The benchmark Nifty Index has fallen about 2 per cent so far this year in contrast to key global indices such as the US’ S&P 500 and Dow Jones (DJIA), Europe’s Euro Stoxx 50 (Euro Stoxx), Japan’s NIKKEI and China’s Shanghai Composite (SHCOMP), which are up anywhere between 1.5 and 8.5 per cent. However, despite the lacklustre performance in 2023, Nifty-50’s positive divergence from global indices, seen since 2020, is still intact. In this period, Nifty has clocked annual average returns of about 10 per cent against 1.8-6.7 per cent returns by other global indices.

What’s driving this outperformance and what’s in store ?

Underdog in 2010-2020

To recall, Nifty had similarly outperformed global indices in 2005-09. Nifty-50’s annual returns averaged 31.3 per cent in 2005-09, compared with 1.3 per cent for S&P 500 in the same period, leading to 29.9 per cent outperformance by Nifty-50. The same outperformance was seen against DJIA, Euro Stoxx, and NIKKEI at 29.7, 27.6, 28.6 per cent, respectively. But then, Nifty-50 converged with global indices as recovery from global financial crises was marred by issues such as surge in NPAs in the banking system, high inflation in the early part of the decade. Demonetisation and GST implementation also impacted earnings growth for a short period in this decade.

This underperformance of Nifty in 2010-2020 vs global peers may have provided a favourable base for reporting strong growth following Covid now. Besides, rebound in demand for product and services from the Covid lows internationally, and supply disruptions from China/Europe have turned the tide in favour of India.

What’s in store ?

Ultimately, markets ride on earnings and this was evident in 2005-09 where Nifty-50 earnings growth outperformed S&P500, DJIA, Euro Stoxx, NIKKEI and SHCOMP by 23.2, 19.5, 22.4, 23.9, and 11.9 per cent, respectively. However, unlike other indices, the SHCOMP Index outperformed the Nifty in this period. This reflected a period when China’s emergence overshadowed the India growth story, even as the developed economies struggled with global financial crisis.

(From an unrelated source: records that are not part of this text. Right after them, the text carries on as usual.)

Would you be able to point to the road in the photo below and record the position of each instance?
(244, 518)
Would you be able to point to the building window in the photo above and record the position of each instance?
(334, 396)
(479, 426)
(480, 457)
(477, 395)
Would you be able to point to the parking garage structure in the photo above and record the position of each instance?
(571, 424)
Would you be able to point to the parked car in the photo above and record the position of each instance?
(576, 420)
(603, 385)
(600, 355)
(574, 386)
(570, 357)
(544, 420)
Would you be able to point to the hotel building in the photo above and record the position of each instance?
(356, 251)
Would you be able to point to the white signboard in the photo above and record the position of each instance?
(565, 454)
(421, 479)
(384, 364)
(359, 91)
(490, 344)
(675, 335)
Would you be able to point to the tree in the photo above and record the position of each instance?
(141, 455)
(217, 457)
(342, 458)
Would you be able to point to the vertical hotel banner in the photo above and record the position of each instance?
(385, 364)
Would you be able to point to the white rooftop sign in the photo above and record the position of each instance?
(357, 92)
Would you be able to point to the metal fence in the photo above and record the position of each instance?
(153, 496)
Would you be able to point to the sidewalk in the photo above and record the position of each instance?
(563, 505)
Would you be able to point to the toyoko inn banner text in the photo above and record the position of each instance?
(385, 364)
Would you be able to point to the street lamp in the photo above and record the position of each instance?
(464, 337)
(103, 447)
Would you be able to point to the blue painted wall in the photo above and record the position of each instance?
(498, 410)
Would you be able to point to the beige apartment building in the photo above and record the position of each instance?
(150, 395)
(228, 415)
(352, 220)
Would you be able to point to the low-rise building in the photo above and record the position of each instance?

The current slip-up in the year-to-date index movement has, to a certain extent, been due to Adani-Hindenburg saga and this may continue to weigh on the Nifty-50 in the short-term. However, future convergence or divergence of the Nifty with the global indices will depend upon what happens on the earnings front. As of now, issues of corporate overleveraging have cropped up in some pockets; persistent inflation has also tempered earnings growth in Q3FY23. The coming earnings seasons need to be watched closely for a clue on the direction of the market.